For instance, in the US, an independent agency called Rainforest Alliance, a not-for-profit organisation working towards biodiversity and sustainable livelihoods, grades commodities. Brazil also follows a similar system so that its horticultural produces get acceptability in Europe and America. “In India, each State has different laws; so there is no common platform to decide quality or price. We need an independent agency with uniform standards across the States,” Anurag points out.

Building new milestones

Every step in agricultural innovation is an effort for sustainability, which has to come with quality. Dr. Vijayaraghavan Vishwanathan, CERN scientist and agri-entrepreneur, believes credibility increases when the buyer has information on how and where the farm produce were sourced. “Precision agriculture will work here. Farmers can keep track and provide information to the consumer online,” he says, adding that eNAM can encourage terrace gardening too to encourage non-professionals to come on board.

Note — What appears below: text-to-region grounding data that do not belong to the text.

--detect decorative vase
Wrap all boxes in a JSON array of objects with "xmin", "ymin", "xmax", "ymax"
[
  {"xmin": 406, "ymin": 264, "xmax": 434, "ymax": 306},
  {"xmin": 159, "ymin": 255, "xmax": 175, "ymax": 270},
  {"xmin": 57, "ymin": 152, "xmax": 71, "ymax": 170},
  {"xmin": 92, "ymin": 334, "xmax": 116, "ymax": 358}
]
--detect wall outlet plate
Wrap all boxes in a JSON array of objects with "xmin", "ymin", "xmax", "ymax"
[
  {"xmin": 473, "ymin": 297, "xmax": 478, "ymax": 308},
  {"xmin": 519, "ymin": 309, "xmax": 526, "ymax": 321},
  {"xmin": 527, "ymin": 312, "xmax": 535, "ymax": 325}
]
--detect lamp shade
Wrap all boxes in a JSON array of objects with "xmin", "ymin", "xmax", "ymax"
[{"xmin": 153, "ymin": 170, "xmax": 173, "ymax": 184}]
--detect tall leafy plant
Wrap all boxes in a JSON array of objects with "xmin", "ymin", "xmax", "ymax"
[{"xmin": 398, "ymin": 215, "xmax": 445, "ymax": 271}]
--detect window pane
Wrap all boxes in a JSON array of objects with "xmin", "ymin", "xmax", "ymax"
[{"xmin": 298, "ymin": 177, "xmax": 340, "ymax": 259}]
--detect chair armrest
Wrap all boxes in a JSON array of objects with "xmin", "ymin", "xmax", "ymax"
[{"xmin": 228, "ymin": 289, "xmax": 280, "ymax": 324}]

With India facing unprecedented agri-crisis, the recently amended crop insurance scheme and zero balance bank accounts for farmers are among efforts to help build its agrarian economy all over again. Stakeholders are hoping government regulations will be relaxed to let more private funding flow into the sector. Once the red tape is replaced by total commitment, who knows, perhaps a time will come when the romantic pastoral ideal – the happiness of those who nourish us -- will actually come to fruition.